X

RSA to replace SecurID tokens following breaches

Amid a wave of cyberattack against Lockheed and other companies, the SecurID maker is offering to replace the tokens for customers concerned about risk to their networks and data.

Lance Whitney Contributing Writer
Lance Whitney is a freelance technology writer and trainer and a former IT professional. He's written for Time, CNET, PCMag, and several other publications. He's the author of two tech books--one on Windows and another on LinkedIn.
Lance Whitney
2 min read

RSA open letter re SecurID tokens
RSA

Following recent cyberattacks against several defense contractors, in which hackers breached security using stolen SecurID keys, SecurID maker RSA is promising to replace the tokens for customers concerned about the vulnerabilty of their network data.

In an open letter to all SecurID customers, RSA Executive Chairman Art Coviello acknowledged that the likely motive behind the March theft of SecurID token information was to obtain defense secrets and related intellectual property. RSA specifically warned customers at the time that the theft could breach their security.

In late May, defense contractor Lockheed Martin revealed that it had been attacked by intruders who had created duplicates of the stolen SecurID keys. Incidents also occurred at L-3 Communications and Northrop Grumman. Security experts have told CNET that the attacks could be tied to cyberespionage campaigns waged from China.

Related links
China linked to new breaches tied to RSA
Lockheed Martin confirms it came under attack
What the RSA breach means for you (FAQ)

A SecurID token generates a constantly changing series of numbers that employees of a company can use in combination with their own passwords to access their corporate networks.

Though unrelated to the SecurID incident, a wave of cyberattacks have recently hit other companies, including Epsilon, Sony, Google, PBS, and Nintendo, which Coviello said "point to a changing threat landscape and have heightened public awareness and customer concern."

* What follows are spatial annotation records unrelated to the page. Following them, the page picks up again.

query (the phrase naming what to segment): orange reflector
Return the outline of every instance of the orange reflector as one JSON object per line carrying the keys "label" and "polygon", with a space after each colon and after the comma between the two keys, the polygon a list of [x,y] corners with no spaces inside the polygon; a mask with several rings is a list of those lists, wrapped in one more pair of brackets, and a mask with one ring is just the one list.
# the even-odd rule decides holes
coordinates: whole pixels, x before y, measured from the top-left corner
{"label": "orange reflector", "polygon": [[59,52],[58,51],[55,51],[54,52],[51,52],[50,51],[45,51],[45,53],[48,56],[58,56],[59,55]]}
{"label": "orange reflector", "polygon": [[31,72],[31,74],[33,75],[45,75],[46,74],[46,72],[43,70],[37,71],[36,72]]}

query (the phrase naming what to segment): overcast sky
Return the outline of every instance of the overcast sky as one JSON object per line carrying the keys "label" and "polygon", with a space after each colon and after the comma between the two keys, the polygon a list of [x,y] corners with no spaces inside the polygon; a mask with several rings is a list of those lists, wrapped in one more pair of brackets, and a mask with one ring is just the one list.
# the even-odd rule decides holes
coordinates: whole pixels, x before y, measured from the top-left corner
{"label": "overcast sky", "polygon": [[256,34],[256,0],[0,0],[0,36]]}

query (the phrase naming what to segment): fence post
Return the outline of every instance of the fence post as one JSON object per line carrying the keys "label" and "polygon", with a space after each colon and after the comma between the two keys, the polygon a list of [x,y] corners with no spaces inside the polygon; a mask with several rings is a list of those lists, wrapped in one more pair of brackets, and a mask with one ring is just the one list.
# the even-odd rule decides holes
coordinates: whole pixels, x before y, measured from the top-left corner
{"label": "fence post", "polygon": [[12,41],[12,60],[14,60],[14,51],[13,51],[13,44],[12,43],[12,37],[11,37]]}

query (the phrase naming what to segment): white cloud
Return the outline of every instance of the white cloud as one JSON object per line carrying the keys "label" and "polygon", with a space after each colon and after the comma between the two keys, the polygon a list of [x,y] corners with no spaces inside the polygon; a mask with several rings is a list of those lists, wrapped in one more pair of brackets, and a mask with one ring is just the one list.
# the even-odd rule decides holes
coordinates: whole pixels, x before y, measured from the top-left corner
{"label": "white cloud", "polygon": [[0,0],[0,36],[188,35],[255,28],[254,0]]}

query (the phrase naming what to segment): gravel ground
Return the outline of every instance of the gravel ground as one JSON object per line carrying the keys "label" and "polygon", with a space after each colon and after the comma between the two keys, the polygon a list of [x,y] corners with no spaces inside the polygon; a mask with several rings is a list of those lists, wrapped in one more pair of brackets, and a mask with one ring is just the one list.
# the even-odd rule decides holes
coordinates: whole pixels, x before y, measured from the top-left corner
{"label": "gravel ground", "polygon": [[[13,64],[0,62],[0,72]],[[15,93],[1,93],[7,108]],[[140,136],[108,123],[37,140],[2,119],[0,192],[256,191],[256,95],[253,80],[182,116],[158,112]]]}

In an effort to calm customers worried about their own security, Coviello said that although he remains confident in SecurID as an authentication system, RSA will expand its security efforts in two key ways:

• It will replace the SecurID tokens for customers that need to protect their intellectual property and corporate networks, which in essence could apply to all of the company's customers.

• It is offering to set up specific "risk-based authentication strategies" for customers with a large number of users who typically conduct online financial transations.

Coviello is promising to work with customers to review their risk levels and user base to determine which option would be most effective and yet the least disruptive to their operations.

Beyond these measures, Coviello said that the company plans to continue to invest in its SecurID technology in an attempt to strengthen its authentication and its ability to detect "suspicious behavior targeted at networks, transactions and user sessions."